White House Press Secretary Carine Jean-Pierre condemned “a political stunt that we’re seeing from the other side,” but didn’t say if Democratic President Joe Biden’s visit was underway.

Another Biden administration official, EPA Director Michael Regan, has been to Eastern Palestine on numerous occasions, most recently on Tuesday when the EPA ordered Norfolk Southern to pay for cleanup costs.

With heavy machinery rumbling in the background, Buttigieg accused Norfolk Southern and other freight rail companies of resisting the regulation, saying, “Hold them accountable and keep other railroads safe.” I will hold you accountable for the record,” he said. He pressured Congress to act.

Heather Babel, who lives two blocks from the derailment site, said she was relieved that government officials finally showed up.

“We didn’t realize that, and we need that attention. They should have been here all along,” Bable said.

After thousands of residents lined the streets to welcome President Trump in a torrential rain Wednesday, Mr. Buttigieg’s welcome was decidedly quiet, with little fanfare in the village of just under 5,000 residents. In his 2020, Mr. Trump won nearly 72% of the vote in this Republican-dominated region.

Democratic Rep. Chris Delgio, whose Pennsylvania district borders the derailment site, has called on Norfolk Southern to expand the boundaries of the geographic zones it provides financial support and testing. He argued that the current zone excludes many of the affected Pennsylvania residents and businesses, and the company should go beyond it to clean up to 30 miles (48 kilometers) of soil and water. said.

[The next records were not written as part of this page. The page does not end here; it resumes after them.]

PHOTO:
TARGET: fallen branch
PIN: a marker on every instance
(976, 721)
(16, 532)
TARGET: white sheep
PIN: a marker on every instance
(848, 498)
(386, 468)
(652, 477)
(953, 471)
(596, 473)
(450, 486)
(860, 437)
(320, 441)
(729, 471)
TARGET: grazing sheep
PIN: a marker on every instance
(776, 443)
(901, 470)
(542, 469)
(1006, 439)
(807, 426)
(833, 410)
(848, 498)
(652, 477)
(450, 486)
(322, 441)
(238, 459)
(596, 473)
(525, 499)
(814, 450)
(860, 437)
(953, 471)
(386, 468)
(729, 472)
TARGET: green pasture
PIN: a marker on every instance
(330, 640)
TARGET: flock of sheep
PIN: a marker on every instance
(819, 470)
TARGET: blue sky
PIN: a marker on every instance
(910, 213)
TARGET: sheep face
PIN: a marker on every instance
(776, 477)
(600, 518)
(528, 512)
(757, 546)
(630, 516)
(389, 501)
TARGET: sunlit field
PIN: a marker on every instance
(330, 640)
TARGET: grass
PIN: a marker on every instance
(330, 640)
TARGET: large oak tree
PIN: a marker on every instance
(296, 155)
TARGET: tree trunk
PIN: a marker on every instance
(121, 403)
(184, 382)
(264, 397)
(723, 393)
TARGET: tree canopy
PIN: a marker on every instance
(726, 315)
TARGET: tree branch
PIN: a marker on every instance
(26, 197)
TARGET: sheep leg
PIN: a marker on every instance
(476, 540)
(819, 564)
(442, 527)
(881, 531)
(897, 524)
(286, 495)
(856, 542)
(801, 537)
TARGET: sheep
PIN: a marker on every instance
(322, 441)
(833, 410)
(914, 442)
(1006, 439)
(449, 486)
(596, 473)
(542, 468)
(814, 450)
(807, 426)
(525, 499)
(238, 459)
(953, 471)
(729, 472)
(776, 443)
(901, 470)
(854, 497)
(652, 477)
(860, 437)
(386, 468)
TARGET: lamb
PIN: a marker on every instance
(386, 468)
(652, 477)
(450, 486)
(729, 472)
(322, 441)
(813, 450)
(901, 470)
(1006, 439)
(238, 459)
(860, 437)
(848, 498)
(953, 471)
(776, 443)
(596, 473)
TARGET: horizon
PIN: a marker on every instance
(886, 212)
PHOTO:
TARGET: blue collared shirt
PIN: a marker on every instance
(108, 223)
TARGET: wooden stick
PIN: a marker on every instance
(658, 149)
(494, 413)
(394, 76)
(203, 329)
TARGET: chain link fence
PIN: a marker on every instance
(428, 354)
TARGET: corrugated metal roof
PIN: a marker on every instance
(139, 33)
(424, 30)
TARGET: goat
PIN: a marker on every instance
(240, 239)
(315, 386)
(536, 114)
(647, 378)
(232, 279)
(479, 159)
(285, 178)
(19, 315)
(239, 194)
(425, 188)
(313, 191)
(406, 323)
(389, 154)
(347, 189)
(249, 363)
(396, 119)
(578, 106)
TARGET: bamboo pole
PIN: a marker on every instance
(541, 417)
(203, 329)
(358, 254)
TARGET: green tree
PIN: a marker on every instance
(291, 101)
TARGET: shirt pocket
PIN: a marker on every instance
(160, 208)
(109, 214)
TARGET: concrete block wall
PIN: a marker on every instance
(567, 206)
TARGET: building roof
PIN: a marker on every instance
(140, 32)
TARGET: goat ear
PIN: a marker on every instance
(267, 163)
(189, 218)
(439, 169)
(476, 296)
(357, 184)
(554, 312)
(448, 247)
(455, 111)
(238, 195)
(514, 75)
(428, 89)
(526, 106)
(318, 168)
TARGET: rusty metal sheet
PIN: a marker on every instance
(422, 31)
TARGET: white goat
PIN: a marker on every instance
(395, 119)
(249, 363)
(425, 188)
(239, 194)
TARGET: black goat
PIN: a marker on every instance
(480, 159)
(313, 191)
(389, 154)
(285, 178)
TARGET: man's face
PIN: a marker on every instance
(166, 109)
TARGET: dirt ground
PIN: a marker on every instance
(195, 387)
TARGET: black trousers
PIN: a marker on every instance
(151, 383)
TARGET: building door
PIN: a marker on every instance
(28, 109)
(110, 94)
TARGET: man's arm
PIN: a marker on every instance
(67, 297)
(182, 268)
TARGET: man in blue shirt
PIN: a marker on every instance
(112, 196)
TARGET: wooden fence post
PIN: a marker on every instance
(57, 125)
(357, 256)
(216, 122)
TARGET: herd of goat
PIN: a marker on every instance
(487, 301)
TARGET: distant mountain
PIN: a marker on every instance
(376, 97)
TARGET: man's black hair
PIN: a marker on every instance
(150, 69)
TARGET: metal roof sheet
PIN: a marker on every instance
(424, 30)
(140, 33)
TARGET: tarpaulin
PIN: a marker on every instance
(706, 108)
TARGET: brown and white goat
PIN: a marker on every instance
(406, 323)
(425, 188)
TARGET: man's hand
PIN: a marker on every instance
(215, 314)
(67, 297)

“Norfolk Southern has shown no commitment to rebuilding the trust that has been lost in our community,” Delgio wrote in a letter to the CEO of Norfolk Southern. By providing, “will help the company restore the sense of security destroyed by the Norfolk Southern derailment and its aftermath.”


Rubinkham reported from northeastern Pennsylvania and Malvihill reported from Cherry Hill, New Jersey. Associated Press writers Julie Kerr-Smith of Columbus, Ohio, and Chris Megerian and Hope Yen of Washington, DC contributed to this report.